Empathy

If Integrity is the cornerstone, then Empathy is a very strong counter weight. I wouldn’t consider myself balanced as a leader if I hadn’t learned how to have Empathy, both for my team and for those around me. And while Integrity did tend to come naturally to me, Empathy was something that took some hard lessons for me to learn.

Grace

People are going to fail. A lot. You are going to fail. Maybe even more. When you fail, give yourself grace. This one was really hard for me to learn. I still struggle with it. When others fail, give them grace. It came much more naturally for me to forgive others than it does to forgive myself.

You need to give grace when you witness failure, and you need to improve where you lack the most. Usually people tell you to play to your strengths. With grace it is the opposite. If you have trouble giving yourself grace more than others, then you need to work on yourself. If you have a much easier time with yourself than others, then you need to focus on how to have more grace towards other people.

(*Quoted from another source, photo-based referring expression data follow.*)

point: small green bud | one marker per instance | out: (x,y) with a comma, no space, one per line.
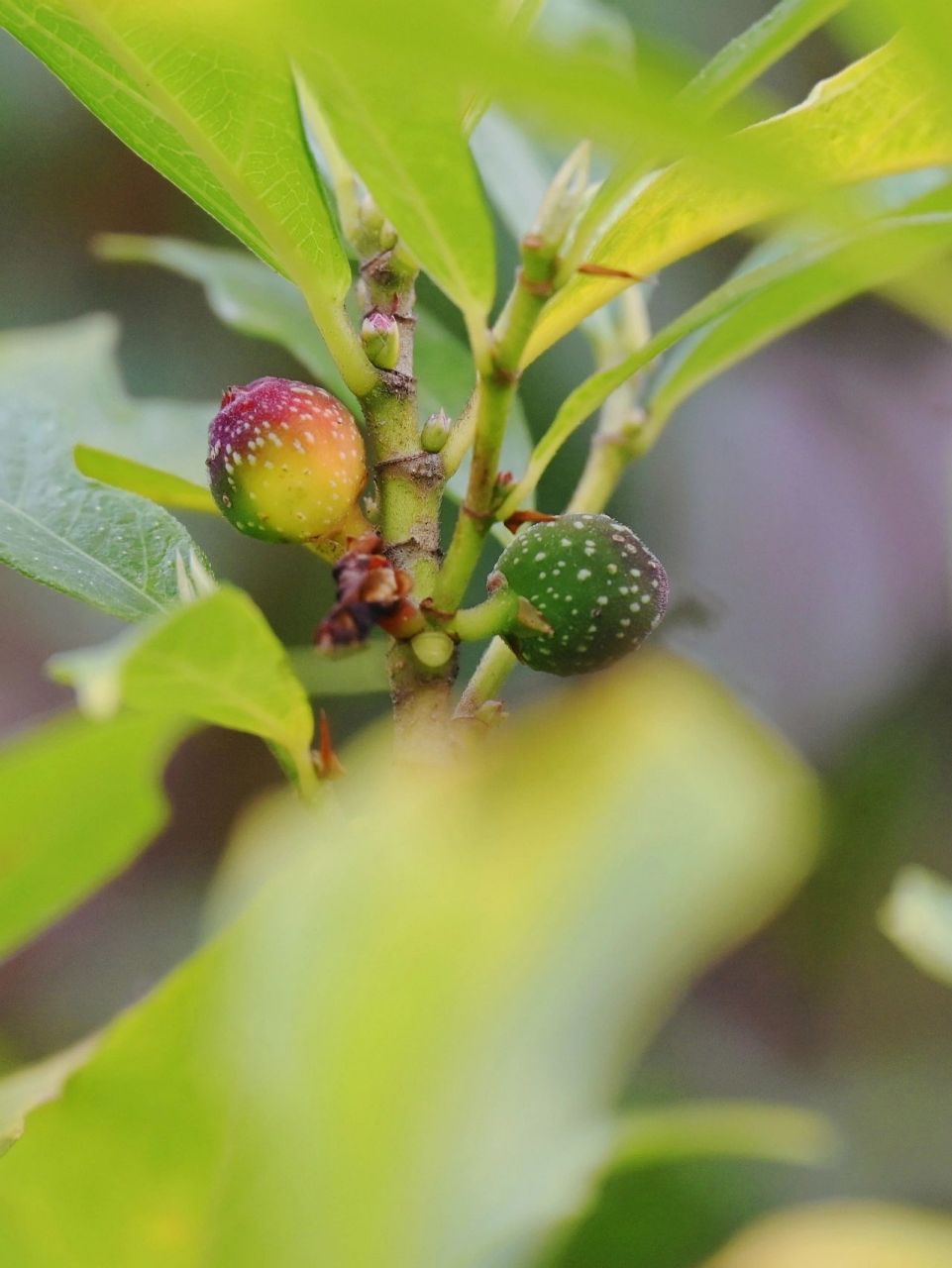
(563,200)
(435,433)
(432,648)
(381,339)
(596,584)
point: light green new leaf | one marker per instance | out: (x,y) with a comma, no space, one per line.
(161,487)
(80,800)
(735,66)
(403,135)
(843,1235)
(421,981)
(208,99)
(918,918)
(72,370)
(876,117)
(108,548)
(214,661)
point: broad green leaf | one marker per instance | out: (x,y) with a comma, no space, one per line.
(403,988)
(243,292)
(874,118)
(408,149)
(723,1128)
(843,1235)
(248,295)
(216,112)
(214,661)
(33,1086)
(108,548)
(80,800)
(252,298)
(780,288)
(918,918)
(72,370)
(161,487)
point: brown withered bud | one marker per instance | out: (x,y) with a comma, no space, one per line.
(370,591)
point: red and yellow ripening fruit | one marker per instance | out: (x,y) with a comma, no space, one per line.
(285,461)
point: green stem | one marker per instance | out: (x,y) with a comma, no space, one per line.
(492,616)
(488,679)
(495,387)
(409,488)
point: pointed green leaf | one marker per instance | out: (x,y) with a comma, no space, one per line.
(243,292)
(161,487)
(403,988)
(781,286)
(874,118)
(80,800)
(409,150)
(807,279)
(110,549)
(735,66)
(213,109)
(214,661)
(71,368)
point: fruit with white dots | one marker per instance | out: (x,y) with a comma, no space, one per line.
(598,587)
(286,462)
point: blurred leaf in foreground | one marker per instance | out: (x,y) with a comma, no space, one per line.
(406,1051)
(858,1235)
(214,661)
(918,918)
(80,800)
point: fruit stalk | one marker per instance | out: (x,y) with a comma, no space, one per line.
(495,387)
(408,488)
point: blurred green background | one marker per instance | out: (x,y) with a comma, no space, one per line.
(801,506)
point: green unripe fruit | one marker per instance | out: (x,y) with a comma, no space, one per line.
(285,461)
(599,588)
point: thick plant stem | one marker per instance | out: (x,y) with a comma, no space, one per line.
(495,388)
(409,487)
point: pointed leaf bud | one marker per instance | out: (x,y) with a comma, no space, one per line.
(565,199)
(381,339)
(435,433)
(285,461)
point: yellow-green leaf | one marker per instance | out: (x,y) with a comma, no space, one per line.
(80,800)
(843,1235)
(476,956)
(876,117)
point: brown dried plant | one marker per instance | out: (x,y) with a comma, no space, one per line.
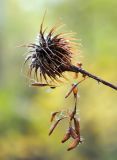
(48,59)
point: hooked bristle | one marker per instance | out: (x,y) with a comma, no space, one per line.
(51,55)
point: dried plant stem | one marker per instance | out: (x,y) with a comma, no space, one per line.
(82,71)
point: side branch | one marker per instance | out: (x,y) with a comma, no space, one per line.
(82,71)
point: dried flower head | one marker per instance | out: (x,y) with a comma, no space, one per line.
(51,55)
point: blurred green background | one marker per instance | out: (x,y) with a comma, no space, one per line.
(25,111)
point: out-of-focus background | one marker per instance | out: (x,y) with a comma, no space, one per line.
(25,111)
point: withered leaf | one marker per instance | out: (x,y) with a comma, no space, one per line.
(53,115)
(77,126)
(54,126)
(66,136)
(73,133)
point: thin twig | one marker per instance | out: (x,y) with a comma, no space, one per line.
(82,71)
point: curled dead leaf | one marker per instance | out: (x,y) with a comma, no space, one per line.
(73,133)
(54,126)
(77,126)
(66,136)
(53,115)
(74,144)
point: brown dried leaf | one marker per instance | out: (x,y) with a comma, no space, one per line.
(77,126)
(73,133)
(66,136)
(74,144)
(53,115)
(54,126)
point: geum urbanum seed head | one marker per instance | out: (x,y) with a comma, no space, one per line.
(51,55)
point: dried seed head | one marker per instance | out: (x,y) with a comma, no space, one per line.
(51,55)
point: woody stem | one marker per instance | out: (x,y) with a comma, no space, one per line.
(82,71)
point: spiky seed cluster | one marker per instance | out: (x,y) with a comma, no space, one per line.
(51,55)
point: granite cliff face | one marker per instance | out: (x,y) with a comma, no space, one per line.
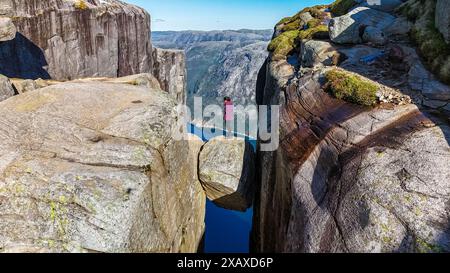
(72,39)
(92,164)
(220,63)
(76,179)
(364,158)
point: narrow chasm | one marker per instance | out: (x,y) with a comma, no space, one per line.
(229,207)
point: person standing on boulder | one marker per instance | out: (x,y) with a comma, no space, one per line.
(228,116)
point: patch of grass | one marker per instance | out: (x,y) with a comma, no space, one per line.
(352,88)
(294,29)
(342,7)
(284,44)
(430,42)
(295,22)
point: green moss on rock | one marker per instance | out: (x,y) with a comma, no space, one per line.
(293,29)
(350,87)
(284,44)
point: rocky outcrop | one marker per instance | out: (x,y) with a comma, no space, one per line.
(383,5)
(91,166)
(360,25)
(349,178)
(6,88)
(66,40)
(7,29)
(170,68)
(85,38)
(443,18)
(227,172)
(219,63)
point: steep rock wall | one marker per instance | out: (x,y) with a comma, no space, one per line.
(70,39)
(349,178)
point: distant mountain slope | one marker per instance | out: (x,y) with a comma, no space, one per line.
(220,63)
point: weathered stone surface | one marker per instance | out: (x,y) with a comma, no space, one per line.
(219,63)
(170,68)
(6,88)
(443,18)
(421,80)
(346,29)
(374,35)
(93,167)
(315,52)
(401,26)
(383,5)
(226,170)
(7,29)
(351,179)
(105,39)
(65,40)
(23,86)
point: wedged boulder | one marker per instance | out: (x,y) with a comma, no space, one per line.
(227,172)
(443,18)
(349,28)
(383,5)
(7,29)
(6,88)
(315,52)
(93,167)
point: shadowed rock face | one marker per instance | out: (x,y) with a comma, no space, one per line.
(7,29)
(219,63)
(170,68)
(107,38)
(348,178)
(6,88)
(91,166)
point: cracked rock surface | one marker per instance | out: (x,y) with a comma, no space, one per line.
(92,167)
(348,178)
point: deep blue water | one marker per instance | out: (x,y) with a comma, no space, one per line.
(226,231)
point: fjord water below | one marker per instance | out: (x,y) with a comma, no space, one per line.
(226,231)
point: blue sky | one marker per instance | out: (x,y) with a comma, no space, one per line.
(220,14)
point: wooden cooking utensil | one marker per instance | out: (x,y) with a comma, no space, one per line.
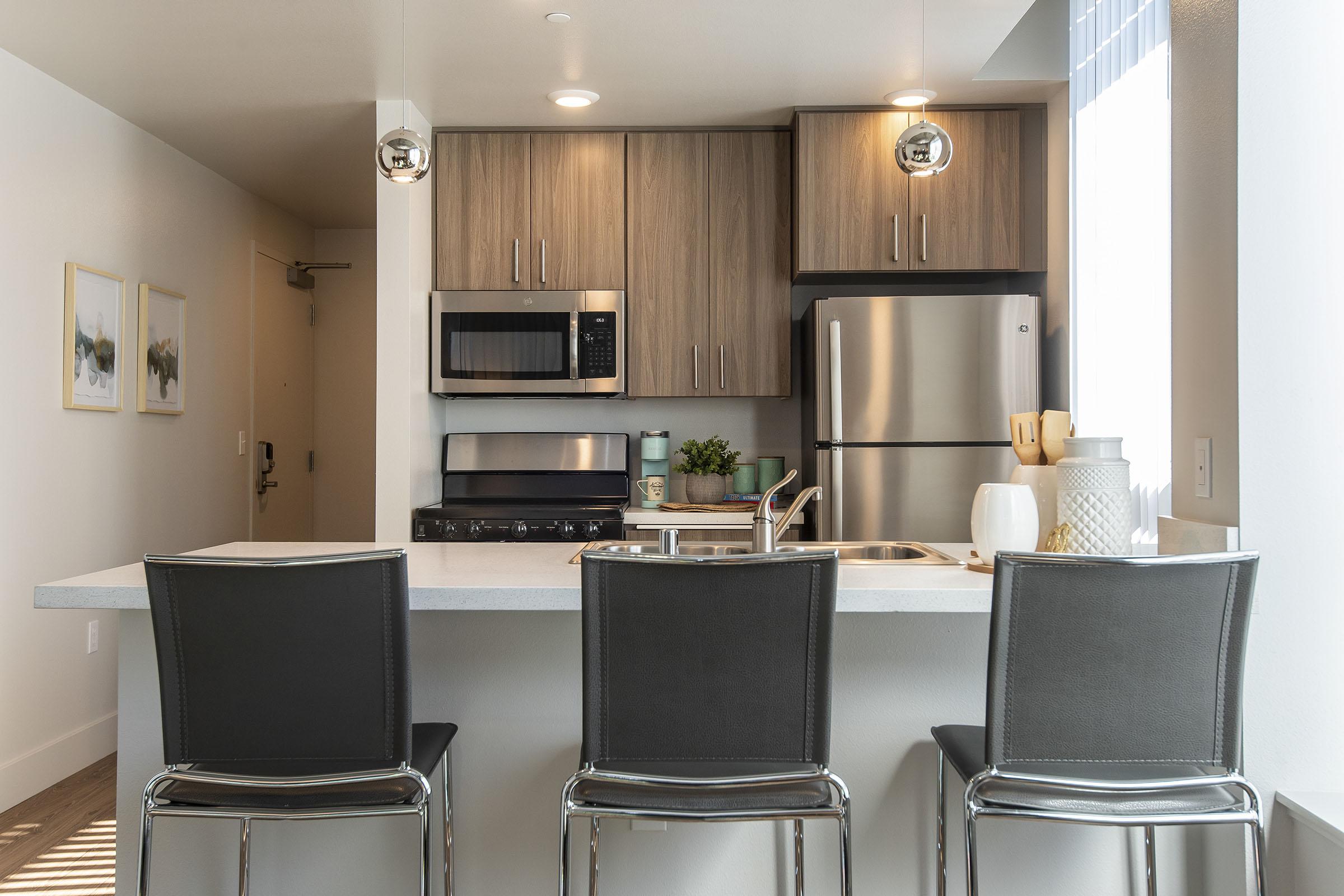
(1054,428)
(1026,437)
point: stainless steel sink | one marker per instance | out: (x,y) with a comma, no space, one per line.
(851,553)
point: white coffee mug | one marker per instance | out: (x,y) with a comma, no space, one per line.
(1003,517)
(657,489)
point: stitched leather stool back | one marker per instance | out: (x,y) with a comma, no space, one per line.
(721,659)
(299,659)
(1119,660)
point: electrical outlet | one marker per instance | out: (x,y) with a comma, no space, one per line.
(1203,468)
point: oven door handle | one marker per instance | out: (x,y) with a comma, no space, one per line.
(575,346)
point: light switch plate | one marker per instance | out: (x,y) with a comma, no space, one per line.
(1205,468)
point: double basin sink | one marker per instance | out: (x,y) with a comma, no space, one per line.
(852,553)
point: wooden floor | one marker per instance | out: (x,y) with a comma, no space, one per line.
(64,841)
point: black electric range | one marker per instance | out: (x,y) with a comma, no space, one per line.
(530,487)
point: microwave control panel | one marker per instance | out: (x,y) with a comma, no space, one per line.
(597,346)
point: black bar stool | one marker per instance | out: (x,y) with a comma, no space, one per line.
(707,695)
(286,685)
(1114,699)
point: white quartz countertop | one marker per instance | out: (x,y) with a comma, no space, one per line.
(535,577)
(640,516)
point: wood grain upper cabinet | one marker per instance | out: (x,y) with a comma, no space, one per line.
(669,233)
(578,210)
(484,223)
(968,217)
(852,199)
(749,264)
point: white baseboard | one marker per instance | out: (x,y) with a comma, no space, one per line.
(39,769)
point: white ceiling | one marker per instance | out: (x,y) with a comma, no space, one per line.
(277,95)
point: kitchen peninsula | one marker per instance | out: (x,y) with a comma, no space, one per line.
(495,648)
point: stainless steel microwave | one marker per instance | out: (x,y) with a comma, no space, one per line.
(514,343)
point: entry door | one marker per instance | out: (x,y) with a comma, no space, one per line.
(283,403)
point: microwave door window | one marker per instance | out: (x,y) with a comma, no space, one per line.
(506,346)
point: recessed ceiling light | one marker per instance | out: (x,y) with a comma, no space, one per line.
(911,97)
(573,97)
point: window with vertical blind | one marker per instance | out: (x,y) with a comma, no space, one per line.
(1120,120)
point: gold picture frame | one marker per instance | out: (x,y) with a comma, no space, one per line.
(93,362)
(163,339)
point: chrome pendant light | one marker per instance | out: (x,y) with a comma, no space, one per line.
(924,148)
(402,153)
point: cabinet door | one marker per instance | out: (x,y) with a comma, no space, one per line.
(749,264)
(578,210)
(484,227)
(852,199)
(968,218)
(669,238)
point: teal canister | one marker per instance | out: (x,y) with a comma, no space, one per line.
(769,470)
(655,460)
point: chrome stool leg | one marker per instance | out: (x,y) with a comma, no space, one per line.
(797,857)
(244,855)
(448,821)
(593,856)
(941,843)
(1151,857)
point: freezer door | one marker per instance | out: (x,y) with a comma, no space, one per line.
(905,493)
(925,368)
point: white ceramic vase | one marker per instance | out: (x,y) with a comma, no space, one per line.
(1094,496)
(1045,486)
(1003,517)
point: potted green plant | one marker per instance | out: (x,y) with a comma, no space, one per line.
(706,464)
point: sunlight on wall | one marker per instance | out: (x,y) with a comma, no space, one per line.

That doesn’t mean there is no accountability, but how you treat people isn’t about accountability. How you help them through their failure isn’t about responsibility. Likewise, you aren’t being more accountable or responsible by not giving yourself grace when you fail. You aren’t helping anyone by not helping yourself.

Perfection

There’s no such thing as perfection. It’s ok to strive for it. Just know that you can never attain it. Don’t kill yourself, or your team, trying to reach it, either.

Let your team see you fail. Show them how you process it, how you handle it. I fail every day I think. Failure is natural to me. I make a mistake; my team sees it; I recognize it and usually say I’m dumb; I fix it and they watch me fix it; then we move on.

The culture of your team is more important than being perfect at everything and never making mistakes. Spend more time building your team’s culture and less time trying to make sure everything is right all the time. Make sure your team is ok and that they like the culture you have. Don’t take it for granted.

Playing to Your Weaknesses

You’re going to hear a lot of people say to focus on your strengths, and mostly ignore your weaknesses. You can’t ignore them. You don’t have to dedicate so much time to turn them into strengths, but you do have to devote enough time, focus, and energy into them to stay balanced. Empathy was and is a weakness of mine. EQ in general is something I struggle with constantly. But the point I’m making is that I’m actively struggling with it, to improve. I refuse to let it be so much of a weakness that I’m not a balanced and capable leader.

Years ago I participated in a group exercise with a bunch of other leaders that were part of the same department I was in. The exercise was kind of one of those personality tests but this one focused on illustrating 4 different aspects of your brain and used colors to illustrate the concepts. I was yellow, blue, and green. Yellow was “strategy and vision”. Blue was logic. Green was process. I was basically equal on all three. The other color was red, which I basically had none of. You can probably guess that red was about people. Red was empathy, relationships, etc etc. All the stuff I’m not good at. When we had the chance to share our results with each other, I told Drew, a colleague that worked with me a lot. He looked a little puzzled, maybe even slightly amused, and told me that if he had to guess he would have thought red was my strongest color, not my weakest.

The reality is, I know that I’m not good with “people stuff”. So because I know I’m not good at it, I start with the “red”. When I have a conversation, I start with asking how someone is, or see if they need help with anything. I do the “people stuff” first, consciously, because I know I’m bad at it. That’s how you play to your weaknesses. My other strengths come naturally to me, so as a conversation or engagement goes on, the other aspects come into play usually without having to put much conscious thought into it. I don’t have to really think about strategy or vision because my brain is just wired to figure that out. Logic and Process is really easy for me too. Not people stuff, though, not Empathy.

Focus on what you aren’t good at first, then move onto what you’re good at. That doesn’t mean you have to be amazing at it, but you have to put effort into it.